OK- NOT going to think about home improvement projects in a house I don't even own.
Now- Crying child. Hunter has started a new phase- it came alongside whining and testing. He now has decided (after months of perfected sleeping habits) to cry every time we put him to sleep. This is like- so 6 months old. I'm over it. Ready for him to be over it. He didn't even take a nap today- so when he cried 25 straight minutes tonight to go to bed when I knew for a fact he was exhausted- I went in and rocked him- to sleep- like put him down gently and snuck out asleep. This also has not occured since perhaps 6 months of age. Really? Why this on top of what looks to be the onslaught of early terrible twos? More about that later.

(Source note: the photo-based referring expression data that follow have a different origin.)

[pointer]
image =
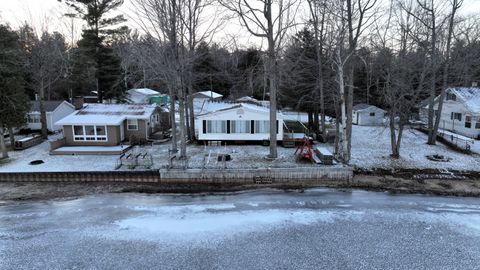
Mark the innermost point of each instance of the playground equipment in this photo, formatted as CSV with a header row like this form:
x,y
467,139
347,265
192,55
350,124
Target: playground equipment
x,y
315,154
305,151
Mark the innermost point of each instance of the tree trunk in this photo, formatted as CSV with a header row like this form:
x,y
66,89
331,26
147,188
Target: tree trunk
x,y
431,112
445,73
3,147
393,139
272,76
12,137
348,112
343,136
315,119
191,114
183,143
173,122
43,114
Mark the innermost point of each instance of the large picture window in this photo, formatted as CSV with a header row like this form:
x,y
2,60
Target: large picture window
x,y
240,126
468,121
456,116
216,126
262,126
33,118
89,133
132,124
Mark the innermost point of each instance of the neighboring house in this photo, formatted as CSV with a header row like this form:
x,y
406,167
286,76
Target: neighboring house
x,y
109,124
367,115
146,96
55,110
207,95
251,100
237,122
460,113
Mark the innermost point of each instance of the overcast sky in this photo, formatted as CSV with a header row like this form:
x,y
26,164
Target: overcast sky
x,y
48,14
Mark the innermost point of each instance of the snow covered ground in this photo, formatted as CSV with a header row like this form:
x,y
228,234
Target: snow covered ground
x,y
243,156
371,149
19,161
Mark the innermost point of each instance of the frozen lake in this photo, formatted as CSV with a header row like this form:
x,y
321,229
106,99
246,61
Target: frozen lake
x,y
316,229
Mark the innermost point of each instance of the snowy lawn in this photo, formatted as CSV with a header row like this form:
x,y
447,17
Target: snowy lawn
x,y
371,149
19,161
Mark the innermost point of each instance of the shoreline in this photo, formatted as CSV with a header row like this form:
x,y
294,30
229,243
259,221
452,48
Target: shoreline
x,y
48,190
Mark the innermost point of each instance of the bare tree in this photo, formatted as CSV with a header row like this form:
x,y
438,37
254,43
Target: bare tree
x,y
358,18
175,26
455,5
318,13
47,63
270,20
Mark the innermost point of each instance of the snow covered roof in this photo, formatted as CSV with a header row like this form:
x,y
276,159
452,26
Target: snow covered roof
x,y
207,94
49,105
232,106
363,106
247,99
107,114
469,96
144,91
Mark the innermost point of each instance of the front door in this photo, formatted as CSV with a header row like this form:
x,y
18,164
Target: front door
x,y
122,132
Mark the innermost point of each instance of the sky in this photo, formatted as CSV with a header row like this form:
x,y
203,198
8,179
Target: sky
x,y
49,15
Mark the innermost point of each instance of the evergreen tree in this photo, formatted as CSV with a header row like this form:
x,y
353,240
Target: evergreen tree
x,y
13,100
95,65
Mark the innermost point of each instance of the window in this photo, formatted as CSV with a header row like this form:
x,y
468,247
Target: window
x,y
456,116
33,118
262,126
451,96
89,133
78,130
216,126
240,126
100,130
132,124
468,121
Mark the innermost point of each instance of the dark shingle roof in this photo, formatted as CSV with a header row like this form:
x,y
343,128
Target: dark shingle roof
x,y
50,106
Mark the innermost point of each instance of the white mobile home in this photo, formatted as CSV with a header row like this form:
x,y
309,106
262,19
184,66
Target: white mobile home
x,y
55,110
460,113
367,115
141,95
238,122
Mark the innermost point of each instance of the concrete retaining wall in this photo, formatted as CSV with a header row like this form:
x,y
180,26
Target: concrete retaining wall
x,y
292,176
258,176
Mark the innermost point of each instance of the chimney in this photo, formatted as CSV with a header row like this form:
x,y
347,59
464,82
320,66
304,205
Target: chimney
x,y
78,102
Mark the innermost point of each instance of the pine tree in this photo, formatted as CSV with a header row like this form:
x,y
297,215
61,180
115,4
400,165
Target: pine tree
x,y
13,100
94,59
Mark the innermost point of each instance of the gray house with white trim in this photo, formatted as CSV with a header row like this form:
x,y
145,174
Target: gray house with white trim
x,y
109,124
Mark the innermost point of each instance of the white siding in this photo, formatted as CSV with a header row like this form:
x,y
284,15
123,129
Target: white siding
x,y
236,114
449,107
60,112
364,117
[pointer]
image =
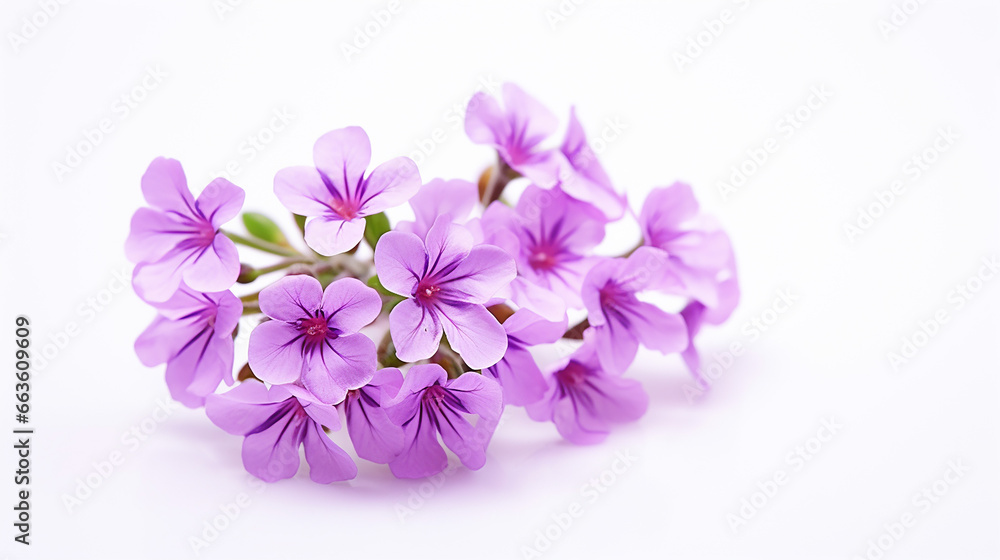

But- in the determined effort to be happy, paint joy and write light- I must talk about pie. Forget my bulging belly from tonight's dinner and shared dessert (and fun iced drink)- tomorrow we go to Leesburg in search of pie. There is a place- Heider's Country Store- just before Leesburg- that has fruit, veggies, plants, jams- yadda yadda-- but most of all: P I E. This is better than your Grandma's pie. Really. What fruit? All of them. What do you want? Special order it. I love this place- all 15 summer pie pounds of it. So- we're going to go for a day trip- see the countryside and buy pie. I'm bringing home a pie for a pregnant lady due on Friday - it's like a special ops mission. Pie before Baby.
Let's see what else... I missed yesterday's post bc I was too busy watching the latest Harry Potter movie. I do not apologize. I love Harry. I can't wait to go visit the village and drink butterbeer.
Oh- almost forgot- Hunter had a petting zoo at his mother's day out place today. It was fun- for him. Me too- but apparently gnats are normal in swarms outside during the summer. I guess I never bothered to stay outside in 90 degree weather to find out. Sooo- those were gross. But- Hunter following the farmer and his pony around the pen and sticking his finger up a goat's nose: worth it. : ) Ok- that's it for today.